Yesterday, in my Scripture reading, I came to Psalm 94, which contains one of my favorite verses:

When the cares of my heart are many, your consolations cheer my soul. (v. 19)

Or as the NASB puts it, “When my anxious thoughts multiply within me, your consolations delight my soul.” While I want to focus primarily on God’s consolations in this blog, first notice the realism of the psalmist: when the cares of my heart are many, not if. Life in a fallen world is hard, often excruciatingly painful. Christians don’t float above the mess of life, stoically relegating disappointments, trials, and tragedies to some back room of our lives. No, we sow in tears (Psalm 126:5). In the world we face tribulation (John 16:33). We are utterly burdened beyond our strength (2 Cor 1:8). We weep with those who weep (Rom 12:15).

But where do we go when the inescapable cares of our lives are multiplying? We look for and embrace the consolations of God. What are those consolations? It’s helpful to consider both “macro-consolations” and “micro-consolations.” Macro-consolations are foundational truths about God’s character and actions that bring comfort and confidence in the midst of hardships. Micro-consolations are the particular comforts and blessings God tailor-makes for a given day in our lives.

What are macro-consolations that help as fears and anxieties rise within us?

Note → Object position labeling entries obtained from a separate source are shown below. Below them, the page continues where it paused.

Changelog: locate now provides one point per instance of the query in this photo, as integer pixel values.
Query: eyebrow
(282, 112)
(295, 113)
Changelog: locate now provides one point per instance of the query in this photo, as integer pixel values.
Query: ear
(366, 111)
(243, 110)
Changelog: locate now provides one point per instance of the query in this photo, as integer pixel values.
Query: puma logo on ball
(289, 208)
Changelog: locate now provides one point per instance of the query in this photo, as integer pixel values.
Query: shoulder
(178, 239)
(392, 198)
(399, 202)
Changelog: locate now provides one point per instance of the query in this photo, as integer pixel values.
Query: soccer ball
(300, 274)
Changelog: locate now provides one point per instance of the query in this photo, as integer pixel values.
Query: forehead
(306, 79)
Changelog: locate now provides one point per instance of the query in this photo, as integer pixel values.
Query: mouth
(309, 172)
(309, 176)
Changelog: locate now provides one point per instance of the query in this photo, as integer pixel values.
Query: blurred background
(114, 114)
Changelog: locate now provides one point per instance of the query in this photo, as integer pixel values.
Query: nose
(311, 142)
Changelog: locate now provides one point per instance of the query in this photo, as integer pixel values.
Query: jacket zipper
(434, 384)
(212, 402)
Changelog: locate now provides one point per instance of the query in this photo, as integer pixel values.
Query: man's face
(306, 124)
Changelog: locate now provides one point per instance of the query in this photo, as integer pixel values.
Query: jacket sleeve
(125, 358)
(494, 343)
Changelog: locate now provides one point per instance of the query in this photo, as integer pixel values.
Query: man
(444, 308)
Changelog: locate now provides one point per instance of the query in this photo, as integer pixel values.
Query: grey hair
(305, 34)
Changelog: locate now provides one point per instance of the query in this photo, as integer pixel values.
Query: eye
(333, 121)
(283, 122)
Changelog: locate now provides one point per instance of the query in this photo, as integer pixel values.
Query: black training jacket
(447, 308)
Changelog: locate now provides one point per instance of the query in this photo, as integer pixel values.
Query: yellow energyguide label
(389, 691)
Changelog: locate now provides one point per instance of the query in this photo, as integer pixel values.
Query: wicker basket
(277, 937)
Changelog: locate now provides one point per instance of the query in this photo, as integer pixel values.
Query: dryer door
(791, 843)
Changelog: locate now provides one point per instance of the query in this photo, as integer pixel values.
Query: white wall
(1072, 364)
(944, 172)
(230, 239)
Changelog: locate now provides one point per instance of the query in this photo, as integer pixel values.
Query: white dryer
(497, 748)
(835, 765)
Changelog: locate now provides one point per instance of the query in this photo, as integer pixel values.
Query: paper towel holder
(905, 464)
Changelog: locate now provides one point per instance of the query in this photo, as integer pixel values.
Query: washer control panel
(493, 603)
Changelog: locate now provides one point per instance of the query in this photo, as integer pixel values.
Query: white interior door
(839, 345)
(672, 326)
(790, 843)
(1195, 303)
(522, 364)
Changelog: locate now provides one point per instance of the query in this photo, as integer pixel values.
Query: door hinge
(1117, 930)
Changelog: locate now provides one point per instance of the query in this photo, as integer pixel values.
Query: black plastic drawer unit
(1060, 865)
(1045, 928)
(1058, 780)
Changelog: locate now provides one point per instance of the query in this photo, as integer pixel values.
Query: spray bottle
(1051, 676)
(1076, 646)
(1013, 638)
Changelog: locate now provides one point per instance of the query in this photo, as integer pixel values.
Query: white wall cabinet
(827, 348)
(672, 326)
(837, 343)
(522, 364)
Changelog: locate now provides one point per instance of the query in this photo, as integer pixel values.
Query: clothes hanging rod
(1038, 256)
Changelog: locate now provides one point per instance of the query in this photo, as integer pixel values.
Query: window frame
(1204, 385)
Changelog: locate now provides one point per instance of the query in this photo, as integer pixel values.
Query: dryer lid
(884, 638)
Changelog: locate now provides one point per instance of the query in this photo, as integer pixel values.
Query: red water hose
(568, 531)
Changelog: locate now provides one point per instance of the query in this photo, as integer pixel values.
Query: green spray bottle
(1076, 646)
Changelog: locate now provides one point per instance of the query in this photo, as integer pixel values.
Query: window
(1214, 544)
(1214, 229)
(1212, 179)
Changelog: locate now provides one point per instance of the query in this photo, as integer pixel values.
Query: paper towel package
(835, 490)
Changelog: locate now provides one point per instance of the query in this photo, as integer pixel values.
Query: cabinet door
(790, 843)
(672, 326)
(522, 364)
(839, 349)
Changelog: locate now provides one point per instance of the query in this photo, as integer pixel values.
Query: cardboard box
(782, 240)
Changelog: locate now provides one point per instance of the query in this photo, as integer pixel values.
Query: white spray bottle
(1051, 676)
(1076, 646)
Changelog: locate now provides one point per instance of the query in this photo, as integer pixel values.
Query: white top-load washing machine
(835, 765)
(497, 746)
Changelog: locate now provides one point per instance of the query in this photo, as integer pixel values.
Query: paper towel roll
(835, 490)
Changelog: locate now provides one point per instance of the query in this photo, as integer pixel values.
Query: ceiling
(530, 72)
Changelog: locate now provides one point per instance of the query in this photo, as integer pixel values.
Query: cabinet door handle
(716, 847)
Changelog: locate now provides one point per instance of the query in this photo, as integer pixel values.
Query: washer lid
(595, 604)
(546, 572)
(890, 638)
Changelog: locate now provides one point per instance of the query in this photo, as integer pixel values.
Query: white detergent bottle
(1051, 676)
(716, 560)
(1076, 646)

  • God’s power. I am consoled by the fact that even a sparrow cannot fall to the ground apart from God (Matt 10:29). Or as the Heidelberg Catechism Question and Answer #1 notes, “He also watches over me in such a way that not a hair can fall from my head without the will of my Father in heaven.” The One who created and sustains all things by his powerful word (Col 1:16-17) will not drop the ball when it really counts.
  • God’s love. I am consoled that God’s power is directed and animated by his love. Psalm 94:18 highlights that God’s “steadfast love” holds us up. His loyal, faithful, never-ending love that comes to its apex in Jesus Christ. No wonder Paul can exclaim, “He who did not spare his own Son, but gave him up for us all—how will he not also, along with him, graciously give us all things?” (Rom 8:32).
  • God’s wisdom. I am consoled that God knows what he is doing. His powerful love flows in the deep channels of his wisdom. This really is the theme of the book of Job—can I entrust myself to him even when my finite perspective is screaming, “Foul!”
  • God’s presence. I am consoled that he is with me. Perhaps this is the most critical comfort. I am not alone. Sometimes we acknowledge God’s power, love, and wisdom, but we envision him operating at a distance as though he is an absentee father. Yet one of the most precious realties Scripture reveals is that our God is with us. “Even though I walk through the valley of the shadow of death, I will fear no evil, for you are with me; your rod and your staff, they comfort me” (Ps 23:4). And this Good Shepherd is with us forever through the presence of his Holy Spirit (Matt 28:20), and one day we will see him face to face (Rev 21:3).

What about micro-consolations? Here it is important to pay attention to the particular grace of Jesus Christ; it is sufficient for the day. In the midst of difficulties, it is often hard to pull back and ask God to give us eyes to see the specific shape of his tender care in a given day. Here were some of my micro-consolations from yesterday: I learned that one of the servers at a coffee shop I often visit attends a Bible study at a nearby church led by one of my colleagues. God kept both my wife and my son (a relatively new driver) safe as they drove separately in the midst of treacherous conditions associated with our first snowstorm. A friend with a four-wheel drive vehicle picked me up after I was stranded near the coffee shop. I enjoyed the antics of our labradoodle in the snow. I had a warm bed to sleep in. And there were many more ways I tangibly experienced the fresh mercies of Christ that day.

God promises in Jeremiah 31:25, “For I will satisfy the weary soul, and every languishing soul I will replenish.” What are the cares of your heart today? Let your anxiety serve as a pivot point, turning you to your Father who pours out his many consolations in your time of need.